Gambling advertising needs tighter restrictions to cut the risk of harm to vulnerable young people, councils say.
The Local Government Association (LGA) has called on the Government to consider curbing the "huge rise" in betting adverts to prevent children from developing possible gambling problems as they grow older.
Industry figures suggest that almost one in 10 children aged between 11 and 15 are now following gambling companies on social media, while the second highest rates of problem gambling are in the 16 to 24-year-old age group.
The LGA said it was concerned that the volume of gambling advertising, including 'live bet' TV adverts during matches, was undermining the Government's objective of socially responsible growth in the sector.
As well as calling for government to look at tighter restrictions on advertising, the LGA is urging maximum stakes on fixed odds betting terminals (FOBTs) be reduced from £100 to £2 in line with other gaming machines allowed elsewhere on high streets.

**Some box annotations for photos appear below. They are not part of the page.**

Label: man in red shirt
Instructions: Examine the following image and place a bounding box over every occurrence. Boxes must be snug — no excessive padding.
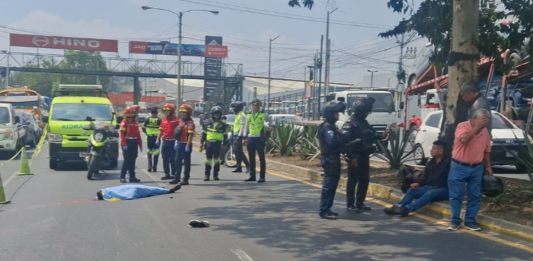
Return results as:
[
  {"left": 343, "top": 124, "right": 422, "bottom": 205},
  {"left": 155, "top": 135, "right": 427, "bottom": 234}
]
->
[
  {"left": 157, "top": 103, "right": 179, "bottom": 180},
  {"left": 448, "top": 109, "right": 492, "bottom": 231},
  {"left": 120, "top": 106, "right": 143, "bottom": 183},
  {"left": 170, "top": 104, "right": 194, "bottom": 185}
]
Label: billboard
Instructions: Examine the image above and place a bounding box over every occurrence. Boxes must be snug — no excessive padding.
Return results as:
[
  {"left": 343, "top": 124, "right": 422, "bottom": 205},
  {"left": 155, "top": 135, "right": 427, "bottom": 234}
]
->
[
  {"left": 9, "top": 34, "right": 118, "bottom": 53},
  {"left": 129, "top": 41, "right": 228, "bottom": 58}
]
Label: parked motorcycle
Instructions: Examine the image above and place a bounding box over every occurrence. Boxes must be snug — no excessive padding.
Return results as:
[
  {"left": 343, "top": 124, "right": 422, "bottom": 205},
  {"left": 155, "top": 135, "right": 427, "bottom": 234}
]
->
[{"left": 84, "top": 121, "right": 118, "bottom": 180}]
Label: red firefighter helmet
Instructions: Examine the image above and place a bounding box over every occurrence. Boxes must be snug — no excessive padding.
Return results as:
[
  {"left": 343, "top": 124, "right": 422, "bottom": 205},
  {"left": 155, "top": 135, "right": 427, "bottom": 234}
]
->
[
  {"left": 163, "top": 103, "right": 176, "bottom": 112},
  {"left": 180, "top": 103, "right": 192, "bottom": 116}
]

And it wants cumulative impact tests to be introduced to enable councils to reject applications for new betting shops where there are already existing clusters when the Government announces its review of gaming machines and social responsibility measures.
Simon Blackburn, chairman of the LGA's safer and stronger communities board, said: "Gambling advertising on television has rocketed since the Gambling Act came into force in 2007, which is a major concern for councils who are aware of the personal harm that problem gambling can cause.
"While the Gambling Act was intended to position gambling as an acceptable leisure activity, we are concerned that the volume of gambling advertising goes beyond what can be deemed the right balance between socially responsible growth and protecting individuals and communities."
He added: "Councils are not anti-bookies but a new cumulative impact test would give them the power to veto new betting shops - and FOBTs - in places where there are already existing clusters.
"Problem gambling can lead to spiralling debt, deteriorating mental health and wellbeing, and a toll on society - and taxpayers - through crime and disorder, family breakdown and homelessness. It's vital that improved social responsibility measures are implemented to help to reduce this."